Several of the districts I am working with have a policy that requires teachers to set yearly professional growth goals. I have spent time with building and district leaders examining how to maximize the return on investment in these plans.
How can administrators support teacher learning and change as a payoff leading to increased student success?
While the term “goal” is used to describe this process, I often find that an activity is frequently agreed to rather than a goal, for example:
- To provide more timely feedback to students from formative and summative assessments.
- To improve assessments in Algebra 1 and to ask more critical thinking questions and encourage broader discussion with connections to the real world and other aspects of the curriculum.

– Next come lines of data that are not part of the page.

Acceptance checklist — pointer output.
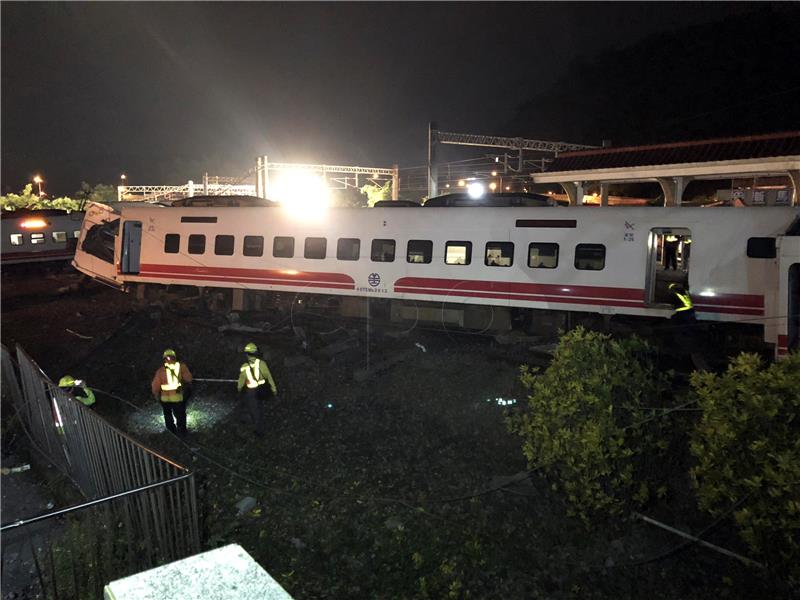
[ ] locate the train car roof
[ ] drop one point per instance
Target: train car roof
(223, 201)
(45, 212)
(499, 199)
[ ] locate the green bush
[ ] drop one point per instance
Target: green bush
(586, 427)
(747, 446)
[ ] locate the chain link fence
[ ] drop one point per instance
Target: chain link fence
(140, 509)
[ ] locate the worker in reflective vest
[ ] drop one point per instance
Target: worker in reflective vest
(257, 386)
(172, 386)
(77, 389)
(682, 301)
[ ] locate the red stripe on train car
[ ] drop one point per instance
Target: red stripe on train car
(527, 298)
(267, 276)
(423, 283)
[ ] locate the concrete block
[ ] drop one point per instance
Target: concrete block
(227, 573)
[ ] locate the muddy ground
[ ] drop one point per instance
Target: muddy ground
(392, 485)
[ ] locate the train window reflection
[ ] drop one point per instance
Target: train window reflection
(458, 253)
(382, 250)
(499, 254)
(590, 257)
(253, 245)
(419, 251)
(172, 243)
(542, 255)
(197, 243)
(348, 248)
(283, 247)
(223, 245)
(316, 248)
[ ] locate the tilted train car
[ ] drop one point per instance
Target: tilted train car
(39, 235)
(742, 264)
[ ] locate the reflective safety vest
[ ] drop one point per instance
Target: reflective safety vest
(686, 301)
(252, 373)
(171, 391)
(85, 396)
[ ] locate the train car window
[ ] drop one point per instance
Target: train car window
(172, 243)
(761, 248)
(223, 245)
(348, 249)
(499, 254)
(382, 251)
(283, 247)
(315, 248)
(458, 253)
(590, 257)
(419, 251)
(557, 223)
(198, 219)
(253, 245)
(197, 243)
(542, 255)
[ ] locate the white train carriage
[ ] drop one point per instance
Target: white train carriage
(742, 265)
(39, 235)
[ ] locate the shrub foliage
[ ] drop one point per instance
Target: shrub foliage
(587, 427)
(747, 446)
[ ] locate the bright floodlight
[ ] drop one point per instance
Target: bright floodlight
(475, 190)
(302, 193)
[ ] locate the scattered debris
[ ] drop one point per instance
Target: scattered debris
(502, 401)
(83, 337)
(298, 361)
(243, 328)
(298, 543)
(394, 524)
(245, 505)
(20, 469)
(516, 337)
(339, 347)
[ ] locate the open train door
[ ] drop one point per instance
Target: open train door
(789, 289)
(97, 244)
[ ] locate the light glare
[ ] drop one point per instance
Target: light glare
(475, 190)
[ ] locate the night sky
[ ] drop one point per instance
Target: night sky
(165, 92)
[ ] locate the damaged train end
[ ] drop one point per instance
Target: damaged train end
(97, 252)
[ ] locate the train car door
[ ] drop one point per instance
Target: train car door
(793, 314)
(668, 260)
(131, 246)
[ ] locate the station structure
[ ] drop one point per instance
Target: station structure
(764, 161)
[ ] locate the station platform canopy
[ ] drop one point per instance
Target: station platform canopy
(674, 165)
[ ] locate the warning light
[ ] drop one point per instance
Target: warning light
(33, 224)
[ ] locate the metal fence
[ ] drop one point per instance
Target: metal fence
(140, 511)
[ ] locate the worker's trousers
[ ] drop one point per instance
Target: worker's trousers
(255, 403)
(175, 411)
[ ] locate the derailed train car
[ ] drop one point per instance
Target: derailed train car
(39, 235)
(742, 265)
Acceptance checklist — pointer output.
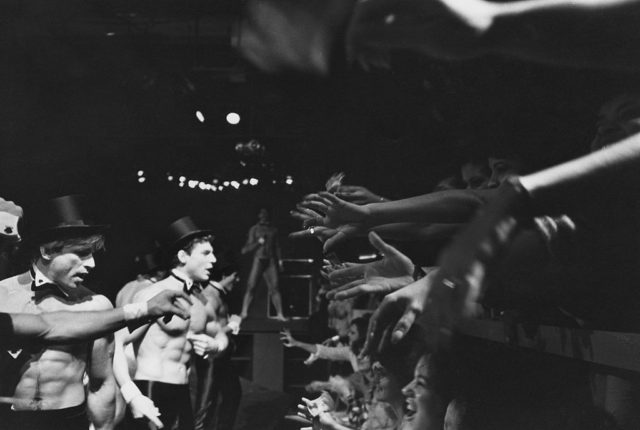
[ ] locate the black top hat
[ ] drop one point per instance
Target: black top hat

- I would like to tailor my lessons to differentiated needs through the instruction I give and the scaffolding I provide.
My thinking is that professional goals should describe a desired student outcome and illustrate a backwards process for identifying teacher learning/development to achieve that desired outcome.
Here are some questions that could be explored to find an area of focus for a professional goal:
- What information do you have about any school-wide or department/grade level goals for the coming year?Are there any new programs or curriculum modifications occurring? How closely do any of these items connect to your work with students?
- Identify times in the past year when student’(s’) (as a class or groups of students) achievement/success did not reach the level you had hoped for?
- What available data should you review to identify patterns or raise questions for exploration concerning student outcomes?
- Are there areas of student progress/outcomes that are of interest to you that are not currently being measured? (Example: perseverance, empathy, or collaboration)
Here is a process for planning backwards from that desired outcome to build a plan of action.
Implementing the plan can be guided by these steps.
A timeline might be built around this process.
Often teachers work from a belief that they will be “evaluated” on whether or not the goal was met. This can lead to unchallenging goals or “controlled” goals (activities). The value of professional goals should be in the process and the teacher learning that emerges from the process. Here is an understanding I developed with one system:
The purpose of the goal setting process is to promote teacher learning driven by a desire for increased student success. Therefore, a well-executed plan to achieve a goal of increased student success that came short of the desired student achievement could be deemed successful. Did it provide increased teacher understanding, insight, and skill that perhaps leads to a new plan the following year focused on the same student outcome? Are there insights that can be shared to enhance learning for colleagues?
Jean Ross, writing in Sloan Management review from MIT in, “Why Hypotheses Beat Goals”, suggests that instead of asking “What is Your Goal?” we ask, “What is Your Hypothesis?” She states, “Hypotheses can force individuals to articulate in advance why they believe a given course of action will succeed. A failure that exposes an incorrect hypothesis which can more readily convert into organizational learning.”
I like the idea of teachers carrying out a personal goal built around a hypothesis, perhaps seen as action research. The accountability is based on implementing the process and learning rather than meeting the “outcome” goal.”